I already said they were "familiar words" - I take it for granted we're all
familiar with the texts of ZMM, Lila, SODV and LC. I still don't see what
this is telling me about your argument. Sorry.
A world of flukes ?
I know it's amazing isn't it. Awesome. Difficult to imagine. All of those
things, but no reason why it may not be true, and lots of reasons to say it
fits the evidence. Try reading "Climbing Mount Improbable".
Transcendental purpose ?
I choose my words carefully I hope, because I have no wish to offend anyone
who feels the need to believe in such a thing. I'm simply agnostic on this
point.
Could you point me at any specific Pirsig quote that
MoQ itself claims to "drive towards betterness".
Ian
-----Original Message-----
From: owner-moq_discuss@venus.co.uk
[mailto:owner-moq_discuss@venus.co.uk]On Behalf Of Platt Holden
Sent: 29 August 2003 16:08
To: moq_discuss@moq.org
Subject: RE: MD Forked tongue
Ian:
> Sorry Platt, but I just do not see where you get those distinctions you
> say I seem to be making ??? On each of your points I believe I see
> exactly the opposite.
>
> You said
> Subject/Object view.
> Humans apart from the world ?
>
> I said no such thing.
> On the contrary - I say there is no world to speak of independent of our
> interaction with it, and it with us (in every sense, mental and
> physical) This interaction is the quality we know.
It takes two to tango and at least two to have an "interaction." Your
two are "us" and the "world," translates into self/other, man/nature,
in other words, your basic subject/object division. The "quality we
know," that is, the quality we can talk about, is not the interaction
between us and the world out there, but interaction between direct
experience (DQ) and our static intellectual patterns of value (static
quality).
> You said
> betterness is a value judgment that is immediately
> apprehended by direct experience prior to "making sense."
> Recognition of Quality is pre-intellectual
>
> I say I've seen those phrases before, but I haven't a clue what
> distinction your making. I guess your words "direct experience" are
> analogous to my "interaction" above. But "immediate", "prior", "pre-"
> you lose me.
Perhaps this will help. From Chap. 9, Lila:
"Dynamic Quality is the pre-intellectual cutting edge of realty, the
source of all things, completely simple and always new. It was the
moral force that had motivated the brujo in Zuni. It contains no
pattern of fixed rewards and punishments. Its only perceived good is
freedom and its only perceived evil is static quality itself--any
pattern of one-sided fixed values that tries to contain and kill the
ongoing free force of life."
> You said
> denying that the world has no purpose
>
> I say (I suspect you have an unintended double negative there) I do not
> deny the world a purpose, I just can't imagine what that might mean, nor
> can I see any reason for it to have such a purpose in order to explain
> anything I need to understand about the world - so far anyway. I said
> "no evidence the world needs any transcendental purpose" ie it may or
> may not have a purpose - I can't see what difference it makes, so I
> doubt (rather than deny) there is such a purpose.

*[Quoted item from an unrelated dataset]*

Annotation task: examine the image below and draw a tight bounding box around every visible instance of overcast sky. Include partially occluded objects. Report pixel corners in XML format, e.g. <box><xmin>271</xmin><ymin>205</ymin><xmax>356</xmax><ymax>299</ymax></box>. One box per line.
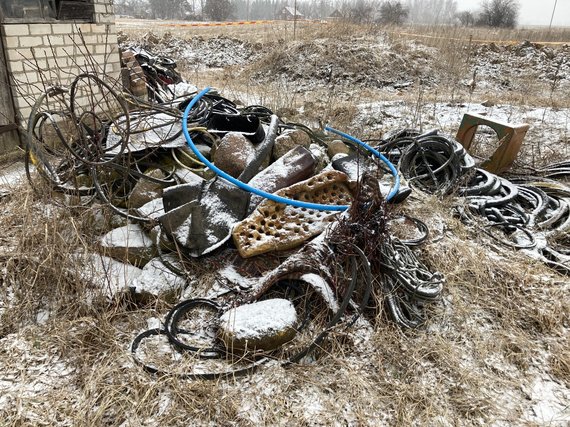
<box><xmin>457</xmin><ymin>0</ymin><xmax>570</xmax><ymax>27</ymax></box>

A world without purpose means a world of flukes. Humans are flukes on a
fluke of a planet in a fluke of a galaxy in a fluke of a universe.
That's the inspiring view that subject/object science has left us with.
If on the other hand, in the nature of things, there is a purpose
expressed as a drive towards goodness as the MOQ claims, then our moral
systems will derive their validity from this. If not, then morals must
be our own inventions and thus wholly relative. That's the prevailing
belief today among intellectual elites, and why intellectual control of
society has failed so abysmally, as evidenced at the sorry state of
U.S. public education and the garbage comprising popular culture.
So, transcendental purpose makes a big difference.